Bize gelince, yedi yıldır vicdanımız rahat. Suçsuzluğumuzdan emin şekilde hücrelerimizde en yüksek moralle ahlaki değerleri, onuru, direnci temsil etmeye devam ediyoruz. Bu dava özelinde yaptığınız tüm kötülükler sizi biraz daha aşağıya doğru çekerken bizi onurlandırdı, yüceltti. Artık davanın ve bu kumpas oyununun karar aşamasına geldiniz. Size dikte edilen kararı açıklamak için sabırsızlandığınızı biliyorum. Ancak açıklayacağınız karar ne olursa olsun bizim, halkımızın ve tarihin vicdanında yok hükmündedir. Bu irade savaşında bizi teslim alamadınız, bize diz çöktüremediniz, boyun eğdiremediniz. Siz, kötülüğünüzle kararmış kalplerinizle baş başa kalırken biz, halkımızın onurlu mücadelesinin neferleri olarak başı dik şekilde tarihin sayfalarına yazıldık, yazılıyoruz.

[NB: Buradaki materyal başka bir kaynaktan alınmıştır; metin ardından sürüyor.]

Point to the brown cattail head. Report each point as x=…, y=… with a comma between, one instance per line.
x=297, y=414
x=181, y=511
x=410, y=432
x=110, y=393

Vereceğiniz kararı yüzüme okumanıza da fırsat vermeyeceğim. Kararı kendi kendinize okuyacaksınız. Fakat eşime, kızlarıma, aileme, tüm halkımıza şimdiden vasiyetim, özel ricamdır. Karar açıklandığında Amed’de, evimizin bahçesinde davul zurna çalıp halaylarla, zılgıtlarla, coşkuyla karşılamalısınız kararı. Çünkü biz de hücremizde aynı coşku ve moralle karşılayacağız. Bizim burada, arkadaşlarımızın dışarıda yürüttüğü siyasi mücadele her şeyden önce bir onurlu yaşam mücadelesidir. Bundan taviz verip onursuzca yaşamaktansa ölmeyi tercih ederiz.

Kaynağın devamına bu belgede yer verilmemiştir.